SQL Data Profiling task is used to understand and analyze data from multiple data sources. It is used to remove incorrect, incomplete data and prevent data quality problems before they are loaded in Data warehouse.

Here are the benefits of SQL Data Profiling tasks −

It helps is analyzing source data more effectively.
It helps in understanding the source data better.
It remove incorrect, incomplete data and improve data quality before it is loaded into Data warehouse.
It is used with Extraction, Transformation and Loading task.

The Data Profiling task checks profiles that helps to understand a data source and identify problems in the data that has to be fixed.

You can use the Data Profiling task inside an Integration Services package to profile data that is stored in SQL Server and to identify potential problems with data quality.

Note − Data Profiling Task works only with SQL Server data sources and does not support any other file based or third party data sources.

Access Requirement

To run a package contains Data Profiling task, user account must have read/write permissions with CREATE TABLE permissions on the tempdb database.

Data Profiler Viewer

Data Profile Viewer is used to review the profiler output. The Data Profile Viewer also supports drilldown capability to help you understand data quality issues that are identified in the profile output. This drill down capability sends live queries to the original data source.

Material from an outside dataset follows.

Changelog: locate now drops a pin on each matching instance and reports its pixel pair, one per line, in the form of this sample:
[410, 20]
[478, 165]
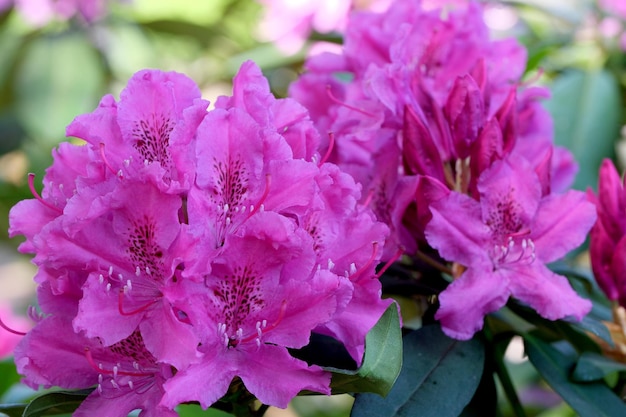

Data Profiling Task Setup and Reviewing

Setting up the Data Profiling Task

It involves execution of a package that contains Data Profiling task to compute the profiles. The task saves the output in XML format to a file or a package variable.

Reviewing the Profiles

To view the data profiles, send the output to a file and then use the Data Profile Viewer. This viewer is a stand-alone utility that displays the profile output in both summary and detail format with optional drilldown capability.

Data Profiling − Configuration Options

The Data Profiling task has these convenient configuration options −

Wildcard columns

While configuring a profile request, the task accepts ‘*’ wildcard in place of a column name. This simplifies the configuration and makes it easier to discover the characteristics of unfamiliar data. When the task runs, the task profiles every column that has an appropriate data type.

Quick Profile

You can select Quick Profile to configure the task quickly. A Quick Profile profiles a table or view by using all the default profiles and settings.

The Data Profiling Task can compute eight different data profiles. Five of these profiles can check individual columns and the remaining three analyze- multiple columns or relationships between columns.

Data Profiling − Task Outputs

The Data Profiling task outputs the selected profiles into XML format that is structured like DataProfile.xsd schema.

You can save a local copy of the schema and view the local copy of the schema in Microsoft Visual Studio or another schema editor, in an XML editor or in a text editor such as Notepad.